For this week’s Mother’s Day feature, 16 daughters and sons describe their mothers’ superwoman strength when standing by their sides. Without second thought, most chose one single moment preserved full, fresh and sacred out the procession of shared hours, days and years. What that moment would be no one but the writer — certainly not her or his mother — could imagine.
    Most, but not all, are scenes of childhood. In many, mother flexes her muscles and villains flee. Some are small at the moment, rising monumental in aftermath. These are wonderful reminders of the topography of a child’s world. Beyond childhood, mother retains her power and remains by her child’s side, surprising our adult selves by understanding — and being — more than we may now give her credit for. Some stories need no interpretation but others are subtle, and you, like the person who wrote them, will have to puzzle out the relationship they depict. One is a late discovery that redefined a heritage.
    No surprise is that our hearts would fly unerringly as a homing pigeon to the moment that speaks for a lifetime.
    No surprise to me because that’s how this story came to be.
    As I pondered what slice of mother-child life to choose for this year’s story, a picture nudged itself forward. I couldn’t get past it. Taken long, long ago and shut up for many years in a photo album, it was just one photograph among the hundreds chronicling my life with mother. But of all those images — and all the millions more moments not recorded on film — this one demanded my attention.
    As I saw it clearly in memory, I curled in my mother’s arms, my head against her chest. It is, however, not a baby picture. In this photo, I am a girl of 15. Already brewing are the wars that will be fought as I push myself out of her arms, shadow, will and intention to make a life on my own. But for this moment captured in black and white by that era’s instant camera, the Polaroid, in my mother’s arms I am in the safest, soundest, sweetest place in the world.
    Then the ladder came out, and the climber went up to fetch the heavy album marked 1952-1964 from its lofty perch. My heart was high in my chest as I paged through. Other photos meant nothing to me. Only this one, and perhaps it wouldn’t be there. Two-thirds of the way in, past its chronological place, I found it.

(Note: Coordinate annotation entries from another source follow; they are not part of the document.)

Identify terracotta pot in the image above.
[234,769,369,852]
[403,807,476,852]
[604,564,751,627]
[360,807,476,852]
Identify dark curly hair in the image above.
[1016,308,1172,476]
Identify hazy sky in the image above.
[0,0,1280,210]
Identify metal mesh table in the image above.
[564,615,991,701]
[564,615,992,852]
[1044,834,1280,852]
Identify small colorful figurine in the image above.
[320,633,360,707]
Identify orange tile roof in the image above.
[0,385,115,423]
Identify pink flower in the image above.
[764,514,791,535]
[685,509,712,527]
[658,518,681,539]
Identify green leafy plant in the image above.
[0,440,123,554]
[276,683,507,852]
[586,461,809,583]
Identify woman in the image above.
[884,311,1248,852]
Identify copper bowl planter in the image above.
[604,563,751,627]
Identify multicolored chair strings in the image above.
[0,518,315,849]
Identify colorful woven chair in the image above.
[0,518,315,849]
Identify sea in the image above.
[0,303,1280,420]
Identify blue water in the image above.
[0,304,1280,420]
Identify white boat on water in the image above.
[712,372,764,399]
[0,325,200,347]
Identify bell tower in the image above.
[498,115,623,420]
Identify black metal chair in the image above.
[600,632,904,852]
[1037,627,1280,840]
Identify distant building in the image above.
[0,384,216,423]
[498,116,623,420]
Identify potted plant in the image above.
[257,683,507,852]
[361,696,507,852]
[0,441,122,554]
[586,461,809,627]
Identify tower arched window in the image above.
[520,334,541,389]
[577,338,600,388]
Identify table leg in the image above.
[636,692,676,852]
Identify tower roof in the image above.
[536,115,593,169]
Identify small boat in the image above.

    It was as I imagined it — and more, for I had so focused on the central figures that I forgot the context. My mother, 37 at the time — is grinning mischievously past me, into the camera and behind it at my stepfather, Gene Schaper. She is, of course, beautiful, and this is clearly one of her happy hours. Her hair, with just a lick of gray, is cut in the way I liked best. It’s a Sunday night for she’s dressed not in the glamorous style of a work night at our family’s restaurant but in a sweater and — I am sure though I cannot see them — slacks. Her first French poodle, Cina — short for piccolina — is on the couch beside us. The furniture, including a big window air conditioner, is unselfconsciously 1950s; in a year or so, an interior decorator will turn this room out in turquoise and tangerine.
    This is my jumping off point. From here, I walked out of my mother’s arms and into the future.
    As we all did, the luckiest among us able to say we had our mothers by our sides.